The Adventures of Tintin ***1/2
During the end credits of Steven Spielberg’s wild, motion-capture fantasia based on three of the Tintin adventure books (The Secret of the Unicorn, Red Rackham’s Treasure and The Crab With the Golden Claws) comes this jaw-dropping one: “Second Unit Director: Peter Jackson.” Yes, that Peter Jackson. Not quite running the catering unit, but still, not a job he would typically take. But this is no ordinary collaboration. The Adventures of Tintin is resolutely the first of two (perhaps more) Tintin films, with Jackson co-producing this one and slated to direct the next, and Spielberg swapping over to co-produce that one. It’s all very “insider” and I’m sure the two of them are having a hell of a lot of fun – which is what the movie is.
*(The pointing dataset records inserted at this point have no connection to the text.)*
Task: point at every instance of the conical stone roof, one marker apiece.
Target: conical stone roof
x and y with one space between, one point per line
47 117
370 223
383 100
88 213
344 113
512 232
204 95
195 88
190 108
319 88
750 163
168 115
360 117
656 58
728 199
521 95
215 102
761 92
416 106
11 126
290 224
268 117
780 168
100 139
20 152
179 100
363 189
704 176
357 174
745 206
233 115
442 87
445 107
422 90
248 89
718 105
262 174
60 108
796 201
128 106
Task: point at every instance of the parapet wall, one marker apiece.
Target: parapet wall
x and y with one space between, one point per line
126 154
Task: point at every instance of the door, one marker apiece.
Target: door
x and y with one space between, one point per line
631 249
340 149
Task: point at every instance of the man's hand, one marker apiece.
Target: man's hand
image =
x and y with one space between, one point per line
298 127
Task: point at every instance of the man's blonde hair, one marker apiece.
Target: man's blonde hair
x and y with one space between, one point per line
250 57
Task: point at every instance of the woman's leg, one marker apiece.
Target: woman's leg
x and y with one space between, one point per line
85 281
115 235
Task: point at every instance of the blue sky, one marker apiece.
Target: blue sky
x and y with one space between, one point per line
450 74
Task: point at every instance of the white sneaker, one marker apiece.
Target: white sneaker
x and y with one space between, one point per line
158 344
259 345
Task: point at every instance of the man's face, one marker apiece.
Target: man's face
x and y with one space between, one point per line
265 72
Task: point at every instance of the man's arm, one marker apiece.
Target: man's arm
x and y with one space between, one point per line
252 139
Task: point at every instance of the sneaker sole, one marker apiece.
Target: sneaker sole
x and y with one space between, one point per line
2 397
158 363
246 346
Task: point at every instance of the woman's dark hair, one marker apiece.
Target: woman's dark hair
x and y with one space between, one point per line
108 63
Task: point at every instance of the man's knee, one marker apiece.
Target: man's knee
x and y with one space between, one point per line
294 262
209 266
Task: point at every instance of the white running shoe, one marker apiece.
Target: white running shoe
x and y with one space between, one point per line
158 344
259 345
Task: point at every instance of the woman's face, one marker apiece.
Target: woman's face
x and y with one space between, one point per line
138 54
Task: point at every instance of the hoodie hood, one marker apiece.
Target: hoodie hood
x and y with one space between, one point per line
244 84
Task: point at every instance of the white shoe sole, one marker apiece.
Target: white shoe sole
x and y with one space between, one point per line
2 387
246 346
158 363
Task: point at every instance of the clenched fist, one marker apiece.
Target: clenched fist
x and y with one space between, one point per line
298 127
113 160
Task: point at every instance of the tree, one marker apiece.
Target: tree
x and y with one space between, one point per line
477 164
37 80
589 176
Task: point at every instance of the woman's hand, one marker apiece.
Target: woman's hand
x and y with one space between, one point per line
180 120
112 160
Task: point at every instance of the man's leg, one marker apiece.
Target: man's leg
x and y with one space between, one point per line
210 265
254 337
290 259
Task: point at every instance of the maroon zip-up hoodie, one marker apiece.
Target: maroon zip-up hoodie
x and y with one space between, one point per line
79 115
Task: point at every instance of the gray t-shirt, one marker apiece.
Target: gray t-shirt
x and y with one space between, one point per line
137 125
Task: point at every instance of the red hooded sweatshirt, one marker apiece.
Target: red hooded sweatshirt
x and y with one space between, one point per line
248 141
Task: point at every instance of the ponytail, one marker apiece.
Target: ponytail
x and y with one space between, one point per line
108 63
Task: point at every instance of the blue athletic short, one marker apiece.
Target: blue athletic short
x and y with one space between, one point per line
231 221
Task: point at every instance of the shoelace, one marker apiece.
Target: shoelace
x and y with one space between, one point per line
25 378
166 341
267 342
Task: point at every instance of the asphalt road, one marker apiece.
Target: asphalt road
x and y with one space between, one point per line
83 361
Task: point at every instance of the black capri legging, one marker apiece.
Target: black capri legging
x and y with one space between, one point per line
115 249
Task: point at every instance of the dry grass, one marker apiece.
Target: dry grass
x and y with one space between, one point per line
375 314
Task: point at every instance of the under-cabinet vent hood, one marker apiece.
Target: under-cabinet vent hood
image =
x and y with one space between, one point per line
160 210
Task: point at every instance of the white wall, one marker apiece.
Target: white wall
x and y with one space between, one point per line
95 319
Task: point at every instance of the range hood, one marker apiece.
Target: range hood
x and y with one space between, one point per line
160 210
If, like me and countless millions, Tintin kind of was your childhood, then this film will no doubt have already created a kind of panic within you: what if they screw it up? They haven’t, so don’t worry, but, frankly, maybe it’s simply impossible for it to release that eight-year-old’s sense of thrilling wonder, because maybe nothing can live up to that sort of elation.
Will today’s eight year olds love the movie, if they haven’t gorged themselves on the books? Hard to say. It’s practically impossible for me to write about the film without comparing it to the books, and with the entire Tintin universe. When I try and look at it objectively, I realise the characters are pretty eccentric: a sort of manboy who lives alone in an apartment with a dog for a best friend; two completely incompetent cops (who actually work for Scotland Yard – strange standards) and, of course, a grumpy, alcoholic shambles of a sea captain. Plus that dog. Will today’s kids respond to this motley crew with the passionate love that I always have?
Well, if not, at least they’ve got plenty of action to enjoy, and the action in this movie is absolutely brilliant. There are at least three extended, stunning action set pieces that feel like classic, madcap Spielberg – Raiders of the Lost Ark era. They’re loads of fun, and the 3D is well used.
The motion capture acting is excellent, with Jamie Bell doing a credible Tintin and the master of the medium, Andy Serkis, doing an excellent Haddock (although he doesn’t look exactly as I wanted him to – he looked a little too human for my taste). Unfortunately the comic duo of Simon Pegg and Nick Frost are wasted as Thompson and Thomson, but this was basically inevitable: why employ two intriguing comedians to play two people who are, in look, tone, style, personality and verbal nuance, essentially interchangeable?
The Secret of the Unicorn and the others were not my favourites of the series (they weren’t my least favourites either) but it’s clear why they were chosen: Tintin meets Haddock here, really kicking the series proper off (the few books pre-Haddock always seemed a little lonely to me, a little empty). At the end it is made very clear that these two are off to have another adventure. My vote would be for Flight 714. Now that could make for a perfect Tintin movie.